El asunto será delicado, siempre, y no había forma de seguir huyéndole a esa inflexible verdad. Eso también lo sabíamos.

Sabíamos que el tiempo perdido ya no tiene, ni tendrá nunca, remedio. Esa es una cuestión que no deja de pisotearme el alma.

Es por ello que lloro. Es por ello que requiso, de nuevo, el contenido de la misteriosa cajita, rearmando un rompecabezas que no sabía cómo configurar, pero que ya tengo pistas para hacerlo.

Por eso Luca...

Por eso Marshall...

Incluso Sandra, de alguna manera que todavía no entiendo...

Y no sabía nada porque no había querido saberlo. Por ello lloro. Lloro al igual que aquella lejana vez, cuando me arrebataron a Luca por culpa de mi propio e infantil egoísmo.

Lloro al igual que lo hice el día en que Marshall me dejó para siempre sin haberle dado, antes, otra oportunidad, sin haberle pedido perdón, sin haberle siquiera dicho que lo amaba.

Porque llovía aquella vez en que, teniendo trece años, recibí la noticia de su muerte horas después de nuestra discusión. Que fue cosa accidental, habían dicho los adultos de uniforme azul, los de patrullas blancas.
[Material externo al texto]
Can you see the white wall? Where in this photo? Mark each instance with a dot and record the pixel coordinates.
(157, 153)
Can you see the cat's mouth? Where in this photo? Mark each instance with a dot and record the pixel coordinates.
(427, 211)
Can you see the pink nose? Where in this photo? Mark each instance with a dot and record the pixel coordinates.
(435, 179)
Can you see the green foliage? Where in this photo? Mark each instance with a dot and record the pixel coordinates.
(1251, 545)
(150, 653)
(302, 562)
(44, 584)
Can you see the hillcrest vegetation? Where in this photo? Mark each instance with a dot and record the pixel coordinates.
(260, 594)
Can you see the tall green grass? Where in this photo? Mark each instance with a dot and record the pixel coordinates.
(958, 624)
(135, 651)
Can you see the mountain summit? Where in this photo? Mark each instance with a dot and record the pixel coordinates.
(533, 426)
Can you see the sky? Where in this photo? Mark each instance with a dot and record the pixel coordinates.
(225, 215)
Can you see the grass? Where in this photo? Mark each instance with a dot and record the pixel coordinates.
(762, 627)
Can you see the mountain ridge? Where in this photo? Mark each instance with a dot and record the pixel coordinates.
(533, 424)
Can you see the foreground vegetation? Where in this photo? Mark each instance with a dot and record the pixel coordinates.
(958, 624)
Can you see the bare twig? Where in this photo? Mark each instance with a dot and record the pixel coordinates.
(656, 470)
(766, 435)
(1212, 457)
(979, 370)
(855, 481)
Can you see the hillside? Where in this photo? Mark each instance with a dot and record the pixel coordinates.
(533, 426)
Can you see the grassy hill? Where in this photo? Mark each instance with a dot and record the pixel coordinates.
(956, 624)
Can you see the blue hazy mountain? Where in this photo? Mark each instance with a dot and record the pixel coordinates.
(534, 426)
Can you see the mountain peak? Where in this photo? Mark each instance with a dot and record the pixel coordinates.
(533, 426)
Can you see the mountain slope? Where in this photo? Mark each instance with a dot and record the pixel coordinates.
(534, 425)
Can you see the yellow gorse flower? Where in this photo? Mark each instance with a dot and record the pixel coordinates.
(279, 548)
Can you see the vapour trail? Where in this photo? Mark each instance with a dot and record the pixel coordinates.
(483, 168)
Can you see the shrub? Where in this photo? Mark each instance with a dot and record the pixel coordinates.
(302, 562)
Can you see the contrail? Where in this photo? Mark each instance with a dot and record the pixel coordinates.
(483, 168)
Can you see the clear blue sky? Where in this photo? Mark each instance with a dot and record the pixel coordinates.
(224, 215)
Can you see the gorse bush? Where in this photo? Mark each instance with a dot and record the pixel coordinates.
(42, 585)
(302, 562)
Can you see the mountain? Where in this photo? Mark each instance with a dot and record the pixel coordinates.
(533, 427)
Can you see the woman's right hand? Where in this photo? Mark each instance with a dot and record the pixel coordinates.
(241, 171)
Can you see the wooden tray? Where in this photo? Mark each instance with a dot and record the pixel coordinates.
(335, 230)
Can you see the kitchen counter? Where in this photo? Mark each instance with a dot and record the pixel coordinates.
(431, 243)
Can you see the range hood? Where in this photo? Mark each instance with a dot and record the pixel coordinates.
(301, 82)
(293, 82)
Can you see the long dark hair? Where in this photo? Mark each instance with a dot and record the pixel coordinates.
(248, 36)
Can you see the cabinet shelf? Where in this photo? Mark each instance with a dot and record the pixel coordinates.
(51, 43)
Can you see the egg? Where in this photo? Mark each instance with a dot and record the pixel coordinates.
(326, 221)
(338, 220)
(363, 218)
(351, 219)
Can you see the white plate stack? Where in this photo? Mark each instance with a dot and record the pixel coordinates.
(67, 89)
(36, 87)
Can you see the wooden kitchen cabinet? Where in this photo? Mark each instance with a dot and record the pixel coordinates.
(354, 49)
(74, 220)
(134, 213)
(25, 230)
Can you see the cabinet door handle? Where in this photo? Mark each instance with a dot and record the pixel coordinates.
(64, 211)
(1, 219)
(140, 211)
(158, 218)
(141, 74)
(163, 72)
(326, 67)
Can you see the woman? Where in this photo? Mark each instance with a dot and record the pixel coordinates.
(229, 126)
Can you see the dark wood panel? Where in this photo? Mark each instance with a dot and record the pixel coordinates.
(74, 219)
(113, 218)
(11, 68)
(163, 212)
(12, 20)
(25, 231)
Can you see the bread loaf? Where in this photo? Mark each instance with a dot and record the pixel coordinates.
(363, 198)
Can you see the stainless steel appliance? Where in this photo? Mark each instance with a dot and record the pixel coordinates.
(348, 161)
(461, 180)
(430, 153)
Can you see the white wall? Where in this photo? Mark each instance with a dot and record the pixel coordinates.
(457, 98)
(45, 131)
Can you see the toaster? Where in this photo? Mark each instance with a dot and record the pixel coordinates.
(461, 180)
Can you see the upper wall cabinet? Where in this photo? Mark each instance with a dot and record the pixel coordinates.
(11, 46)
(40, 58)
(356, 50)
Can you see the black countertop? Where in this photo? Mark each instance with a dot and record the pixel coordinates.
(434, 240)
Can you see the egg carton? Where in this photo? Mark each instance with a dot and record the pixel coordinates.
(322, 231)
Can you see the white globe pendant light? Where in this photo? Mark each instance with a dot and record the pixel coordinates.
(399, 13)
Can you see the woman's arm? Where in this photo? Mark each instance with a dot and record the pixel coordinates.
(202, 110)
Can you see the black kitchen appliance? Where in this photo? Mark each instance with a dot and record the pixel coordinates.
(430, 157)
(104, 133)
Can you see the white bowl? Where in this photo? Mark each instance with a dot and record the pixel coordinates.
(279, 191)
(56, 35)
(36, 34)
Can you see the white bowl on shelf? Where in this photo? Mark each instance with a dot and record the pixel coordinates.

Pero aquella cosa había sido una mentira infame: a Luca lo perdí por mi culpa. A Luca lo perdí para siempre por mi culpa.

–¡Eso no es cierto! –dice él con los ojos llorosos. Yo no digo nada más. No puedo decir nada.

Debí ceder. Debí ser títere de sus niñerías y guardarme su sonrisa para el día siguiente, el día en que celebraría su cumpleaños número trece.

Y no pude seguir adelante por mucho tiempo porque su muerte la sentí impregnada con mi propia esencia. Le destruí la vida como se destruye una copa de cristal al arrojarla, con furia, contra una pared de concreto.

No pude volver al lago.

El corazón no soportaría la idea de una soledad tan intensa, de una tristeza tan agobiante y una culpa casi fulminante, todo a la vez.

Tampoco podía con la idea de verme ante las aguas en las que, aquella vez, habían encontrado el cuerpo del menor de los Dubois, el pelirrojo, flotando boca abajo, llevando todavía mi ropa puesta.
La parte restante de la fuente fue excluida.